Failure to Provide Adequate Supervision During Bed Mobility Results in Resident Fall and Injury
Penalty
Summary
A deficiency occurred when the facility failed to provide adequate supervision to prevent a fall that resulted in actual harm to a resident. The resident, who had a history of paraplegia, hemiplegia following a CVA, and other significant medical conditions, required substantial or maximal assistance for bed mobility and an assist of two for activities of daily living (ADLs). During a bed change, two CNAs were present and the resident was rolled onto his side, but was unable to stop rolling and fell from the bed, sustaining a large laceration on the forehead that required sutures. The incident report and staff statements indicated that while one CNA turned to grab a washcloth, the resident slipped out of bed and staff were unable to prevent the fall due to the resident's weight and loss of balance. The resident's care plan and facility policies required an assist of two for bed mobility and ADLs, and staff were expected to follow these instructions as documented in the Kardex and care orders.

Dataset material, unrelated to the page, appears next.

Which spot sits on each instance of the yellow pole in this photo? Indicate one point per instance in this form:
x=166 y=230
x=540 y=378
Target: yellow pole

Despite these requirements, the fall occurred during routine care, and the resident suffered a significant injury. Staff interviews confirmed knowledge of the care requirements and the use of the Kardex for safety measures, but the incident still resulted in harm. Clinical documentation showed that the resident was alert and oriented at the time of the incident, and after the fall, was assessed and transferred to the hospital for treatment. The facility's failure to ensure adequate supervision and safe handling during bed mobility directly led to the resident's fall and injury. The deficiency was confirmed by review of facility policies, clinical records, incident reports, and staff interviews.